How to Get a Rib Cage Tattoo. Getting tattooed on the rib cage is considered one of the most painful spots to get ink. Due to each person's unique size, shape and natural curves, rib cage tattoos can also be more challenging for tattoo artists. Before getting a tattoo in this sensitive area, be sure you've considered a few key issues first.
Consider your pain tolerance. Even ticklish individuals find that rib cage tattoos are no laughing matter. Although some say their rib tattoos didn't hurt any more than tattoos in other areas, a majority of people will tell you that it's a lot more uncomfortable.
Decide on placement. The rib cage area offers a pretty large canvas to work with allowing you ample room for larger pieces. Many people will choose to place a design on just one side of their body, but you can also choose something that covers both sides or even incorporate a back piece that works its way around to the ribs on one or both sides.
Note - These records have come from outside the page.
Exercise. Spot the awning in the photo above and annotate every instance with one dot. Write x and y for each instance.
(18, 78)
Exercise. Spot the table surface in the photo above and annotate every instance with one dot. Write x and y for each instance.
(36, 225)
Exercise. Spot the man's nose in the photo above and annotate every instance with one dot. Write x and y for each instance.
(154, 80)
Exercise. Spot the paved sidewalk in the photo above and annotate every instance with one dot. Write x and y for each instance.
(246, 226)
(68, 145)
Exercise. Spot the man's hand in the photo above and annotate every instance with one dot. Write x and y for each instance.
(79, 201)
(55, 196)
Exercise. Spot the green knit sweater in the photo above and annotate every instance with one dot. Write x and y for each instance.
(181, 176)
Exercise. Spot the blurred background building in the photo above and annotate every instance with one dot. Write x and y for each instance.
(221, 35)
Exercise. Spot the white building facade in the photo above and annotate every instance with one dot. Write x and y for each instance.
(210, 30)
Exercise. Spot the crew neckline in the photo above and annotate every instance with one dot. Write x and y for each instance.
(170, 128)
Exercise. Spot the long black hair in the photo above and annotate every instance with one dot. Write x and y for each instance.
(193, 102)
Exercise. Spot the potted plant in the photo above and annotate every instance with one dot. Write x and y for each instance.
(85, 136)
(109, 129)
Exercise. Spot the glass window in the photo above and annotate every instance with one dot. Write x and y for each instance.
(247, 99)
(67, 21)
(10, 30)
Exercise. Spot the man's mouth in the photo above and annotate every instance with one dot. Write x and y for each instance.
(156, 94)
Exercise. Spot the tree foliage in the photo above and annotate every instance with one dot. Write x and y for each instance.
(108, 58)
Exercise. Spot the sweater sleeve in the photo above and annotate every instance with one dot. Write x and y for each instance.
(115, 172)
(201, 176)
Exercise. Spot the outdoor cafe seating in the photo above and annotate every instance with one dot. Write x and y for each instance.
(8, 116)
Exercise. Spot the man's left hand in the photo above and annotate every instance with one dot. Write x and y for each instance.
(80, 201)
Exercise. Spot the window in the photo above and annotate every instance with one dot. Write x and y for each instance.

Choose a design. Because you're not limited on space, you can choose detailed pieces that need to be larger for the best effect. Placement may be affected somewhat by the specific design you choose since your tattoo artist will want the piece to flow with your natural curves and valleys, but actual design choices are fairly unlimited.
Get into position. A lot of tattoo artists will lay you down to ink your rib cage tattoo, especially if it's a pretty large piece so you and he will be more comfortable throughout the process. But, he should put your stencil on while you're standing to ensure it'll look right in your body's normal position.
Don't flinch. Get prepared for a painful experience and be prepared to sit still no matter what. Any time you flinch even slightly, you take the chance that your tattoo artist will make a mistake within your design that he may or may not be able to fix.
Don't hold your breath. Remember to keep breathing no matter how much it hurts or else you could find yourself getting really lightheaded and possibly even wind up fainting. Take slow, even breaths and if you do start to feel somewhat woozy, ask your tattoo artist for a break.
Take a break if the pain is beginning to get unbearable or you're having a hard time not flinching or fidgeting. Tattoo artists are used to clients needing breaks at different intervals and it's not unusual to need one or even several breaks during a rib cage tattoo.
Finish it in sessions. Nobody says you have to finish you're entire rib cage tattoo in one session, especially if it's a large or intricate piece. As long as you can make it through the all important outline, then you can quit whenever you feel you've had enough.